The alignment problem can be treated purely as a mechanical problem described in [77]. In that case, it may be assumed that it is sufficient to measure the position of the radar with precise measurement equipment and either physically correct the position or compensate for the misalignment angle in the sensor software. As Abou-Jaoude points out in [64], that method requires the disassembly of any part that may cover the radar, and it will not be able to detect or compensate for misalignment caused by the fascia or squint of the antenna.

4.2. Dynamic Alignment

Dynamic alignment requires the continuous unsupervised operation of the algorithm, and to satisfy functional safety standards, it should be used to maintain high accuracy for radar detections in the lifetime of the sensor [12]. The further part of this subsection shows an overview of dynamic alignment algorithms categorised by the requirement for an additional accelerometer sensor and independence from measurement devices other than radar.

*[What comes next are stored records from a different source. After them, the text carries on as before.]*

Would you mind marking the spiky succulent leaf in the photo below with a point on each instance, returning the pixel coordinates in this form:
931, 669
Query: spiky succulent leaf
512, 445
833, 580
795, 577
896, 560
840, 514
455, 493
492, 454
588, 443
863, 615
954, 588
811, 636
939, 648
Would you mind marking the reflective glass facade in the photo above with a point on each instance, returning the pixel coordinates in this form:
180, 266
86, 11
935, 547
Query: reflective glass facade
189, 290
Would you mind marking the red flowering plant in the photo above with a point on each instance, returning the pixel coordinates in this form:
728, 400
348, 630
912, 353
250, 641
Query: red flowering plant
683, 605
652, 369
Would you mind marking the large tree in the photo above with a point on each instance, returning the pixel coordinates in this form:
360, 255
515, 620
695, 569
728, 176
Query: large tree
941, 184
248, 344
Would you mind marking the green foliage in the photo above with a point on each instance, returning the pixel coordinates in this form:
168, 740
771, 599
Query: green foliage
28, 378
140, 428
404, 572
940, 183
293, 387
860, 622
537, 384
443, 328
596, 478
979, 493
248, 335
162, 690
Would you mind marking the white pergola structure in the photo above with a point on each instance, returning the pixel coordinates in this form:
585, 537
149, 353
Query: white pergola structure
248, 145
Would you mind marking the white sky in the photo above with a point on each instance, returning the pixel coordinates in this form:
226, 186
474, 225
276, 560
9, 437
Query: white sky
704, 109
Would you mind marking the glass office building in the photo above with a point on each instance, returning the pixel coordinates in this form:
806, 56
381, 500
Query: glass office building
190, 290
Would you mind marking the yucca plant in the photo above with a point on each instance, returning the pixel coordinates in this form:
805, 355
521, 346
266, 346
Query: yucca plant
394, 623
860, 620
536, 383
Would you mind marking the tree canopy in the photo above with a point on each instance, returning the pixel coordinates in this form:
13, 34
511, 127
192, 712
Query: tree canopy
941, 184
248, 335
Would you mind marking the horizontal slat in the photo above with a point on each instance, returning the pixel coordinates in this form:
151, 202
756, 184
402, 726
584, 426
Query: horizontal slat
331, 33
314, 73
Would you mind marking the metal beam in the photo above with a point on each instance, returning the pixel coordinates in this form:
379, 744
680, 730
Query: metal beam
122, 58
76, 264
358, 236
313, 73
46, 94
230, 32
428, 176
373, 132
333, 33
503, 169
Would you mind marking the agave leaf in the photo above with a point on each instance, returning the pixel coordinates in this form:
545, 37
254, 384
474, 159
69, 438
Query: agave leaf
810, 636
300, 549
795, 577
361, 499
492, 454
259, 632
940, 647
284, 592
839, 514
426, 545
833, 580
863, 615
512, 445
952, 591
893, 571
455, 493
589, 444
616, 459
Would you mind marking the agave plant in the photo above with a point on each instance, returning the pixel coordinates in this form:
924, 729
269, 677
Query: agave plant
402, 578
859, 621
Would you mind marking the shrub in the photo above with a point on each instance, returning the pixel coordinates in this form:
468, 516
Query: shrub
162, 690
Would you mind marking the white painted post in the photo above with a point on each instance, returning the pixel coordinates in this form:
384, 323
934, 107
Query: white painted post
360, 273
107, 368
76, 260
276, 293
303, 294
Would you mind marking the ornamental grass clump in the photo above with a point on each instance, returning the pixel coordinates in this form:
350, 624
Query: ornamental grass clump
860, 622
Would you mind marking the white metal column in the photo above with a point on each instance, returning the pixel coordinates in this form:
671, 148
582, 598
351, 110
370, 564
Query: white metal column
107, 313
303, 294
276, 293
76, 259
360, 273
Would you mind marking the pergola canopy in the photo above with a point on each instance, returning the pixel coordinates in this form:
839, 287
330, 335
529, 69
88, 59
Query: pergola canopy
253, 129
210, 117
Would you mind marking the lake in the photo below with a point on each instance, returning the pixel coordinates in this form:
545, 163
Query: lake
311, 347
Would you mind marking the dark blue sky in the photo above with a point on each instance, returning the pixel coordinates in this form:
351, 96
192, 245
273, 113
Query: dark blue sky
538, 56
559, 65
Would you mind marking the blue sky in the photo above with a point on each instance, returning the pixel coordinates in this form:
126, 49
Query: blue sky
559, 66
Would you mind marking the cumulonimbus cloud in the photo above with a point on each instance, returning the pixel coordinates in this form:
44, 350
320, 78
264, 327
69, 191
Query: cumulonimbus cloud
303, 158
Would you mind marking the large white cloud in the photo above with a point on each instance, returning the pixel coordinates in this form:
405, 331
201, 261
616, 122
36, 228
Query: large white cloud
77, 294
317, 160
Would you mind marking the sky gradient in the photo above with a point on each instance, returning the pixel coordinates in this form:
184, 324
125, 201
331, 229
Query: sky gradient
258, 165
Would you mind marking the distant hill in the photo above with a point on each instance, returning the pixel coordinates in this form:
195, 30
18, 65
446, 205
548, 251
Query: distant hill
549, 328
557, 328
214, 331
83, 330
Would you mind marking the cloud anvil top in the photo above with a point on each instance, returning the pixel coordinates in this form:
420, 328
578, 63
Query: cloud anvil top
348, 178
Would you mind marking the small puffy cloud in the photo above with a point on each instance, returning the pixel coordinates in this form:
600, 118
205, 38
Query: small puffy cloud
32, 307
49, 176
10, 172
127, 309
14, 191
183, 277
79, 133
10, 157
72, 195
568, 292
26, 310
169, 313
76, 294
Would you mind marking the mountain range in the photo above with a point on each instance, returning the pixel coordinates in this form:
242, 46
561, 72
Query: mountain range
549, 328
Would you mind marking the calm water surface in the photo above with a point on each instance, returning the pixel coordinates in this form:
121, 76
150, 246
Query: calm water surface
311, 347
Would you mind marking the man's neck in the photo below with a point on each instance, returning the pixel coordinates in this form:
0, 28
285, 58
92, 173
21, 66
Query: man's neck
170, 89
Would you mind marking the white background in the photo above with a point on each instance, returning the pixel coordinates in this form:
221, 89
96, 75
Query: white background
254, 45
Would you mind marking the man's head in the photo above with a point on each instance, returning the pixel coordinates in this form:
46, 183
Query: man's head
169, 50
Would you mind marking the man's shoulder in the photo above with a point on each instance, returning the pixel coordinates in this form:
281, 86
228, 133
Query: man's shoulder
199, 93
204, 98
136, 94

4.2.1. Accelerometer-Based Dynamic Alignments

Preston and Olmstead submitted a patent application for alignment methods based on 3D accelerometers mounted on radars and a vehicle frame to determine the misalignment angle based on the difference between acceleration vectors [78]. More straightforward implementations of alignment with inertial sensors are described in [79] for generic front sensors and in [80] for a front radar. In [81], Steinbuch and Schnabel describe an invention capable of changing the direction of an antenna’s emission to compensate for misalignment. The relatively low cost, size and accuracy of modern accelerometers could—with additional signal filtration—provide high accuracy in alignment estimation. The drawback of these accelerometer-based or IMU-based methods is that they require the precise mounting of accelerometers on radars and calibration performed on each sensor to ensure that they provide correct measurements relative to the radar body. In the case of radar-accelerometer mounting, it could be performed as part of radar manufacturing. The acceleration sensor mounted on the vehicle frame would still need to be calibrated during vehicle assembly, which could increase the cost of production.

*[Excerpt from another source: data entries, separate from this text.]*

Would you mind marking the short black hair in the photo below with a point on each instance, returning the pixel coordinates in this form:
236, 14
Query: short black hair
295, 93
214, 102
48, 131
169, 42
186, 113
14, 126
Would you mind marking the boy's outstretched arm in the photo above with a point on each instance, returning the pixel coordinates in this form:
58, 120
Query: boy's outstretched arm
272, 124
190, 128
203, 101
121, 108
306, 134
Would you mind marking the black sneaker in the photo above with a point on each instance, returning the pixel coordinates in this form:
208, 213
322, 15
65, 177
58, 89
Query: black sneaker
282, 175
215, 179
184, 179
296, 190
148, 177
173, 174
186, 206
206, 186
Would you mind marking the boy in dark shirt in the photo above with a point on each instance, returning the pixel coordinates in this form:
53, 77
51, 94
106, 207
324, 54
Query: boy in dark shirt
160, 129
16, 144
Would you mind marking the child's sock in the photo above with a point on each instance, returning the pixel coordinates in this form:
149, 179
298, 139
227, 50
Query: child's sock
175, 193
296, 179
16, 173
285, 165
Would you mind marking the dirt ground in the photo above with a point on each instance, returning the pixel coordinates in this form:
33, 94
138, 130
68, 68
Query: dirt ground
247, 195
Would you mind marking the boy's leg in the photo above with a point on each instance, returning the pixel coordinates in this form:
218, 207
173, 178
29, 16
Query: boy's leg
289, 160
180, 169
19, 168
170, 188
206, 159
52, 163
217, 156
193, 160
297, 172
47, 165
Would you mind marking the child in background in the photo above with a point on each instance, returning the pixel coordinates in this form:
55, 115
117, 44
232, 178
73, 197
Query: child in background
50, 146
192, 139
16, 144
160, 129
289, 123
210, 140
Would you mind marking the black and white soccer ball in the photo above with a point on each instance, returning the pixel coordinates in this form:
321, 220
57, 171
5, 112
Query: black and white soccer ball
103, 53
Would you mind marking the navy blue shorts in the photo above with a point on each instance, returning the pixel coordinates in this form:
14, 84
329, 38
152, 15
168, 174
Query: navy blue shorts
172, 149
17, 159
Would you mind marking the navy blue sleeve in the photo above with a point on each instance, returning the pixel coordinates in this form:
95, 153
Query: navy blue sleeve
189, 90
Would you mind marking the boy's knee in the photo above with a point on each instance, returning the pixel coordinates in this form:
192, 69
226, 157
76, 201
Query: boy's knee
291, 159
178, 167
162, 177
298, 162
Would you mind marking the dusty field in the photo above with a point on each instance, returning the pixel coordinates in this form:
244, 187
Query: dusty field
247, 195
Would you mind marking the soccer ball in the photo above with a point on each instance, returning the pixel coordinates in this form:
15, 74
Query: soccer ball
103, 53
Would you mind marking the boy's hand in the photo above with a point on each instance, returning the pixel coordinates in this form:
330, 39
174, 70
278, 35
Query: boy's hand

4.2.2. Radar Measurement-Based Dynamic Alignments

While the methods described in other subsections use external sensors, equipment and road information, it is possible to estimate the misalignment angle of a sensor based solely on radar measurements. Depending on the radar design, some measurements may provide more accurate data than others. Those differences between radar types require a careful selection of the methods used for alignment.

In cases where the radar cannot determine the elevation angle of objects or the accuracy of the elevation angle is subpar, the method described in [82] can be used. It is based on a delay in the received wave amplitude from the ground reflection. In cases where the radar is misaligned towards the ground, the delay in the returning wave’s peak is shorter. Based on the difference in the delay observed in an adequately aligned sensor, it is possible to estimate the direction of misalignment. Although this method does not require radar detections to work, it is necessary to consider that the precise measurement of the delay may not be available in every radar design.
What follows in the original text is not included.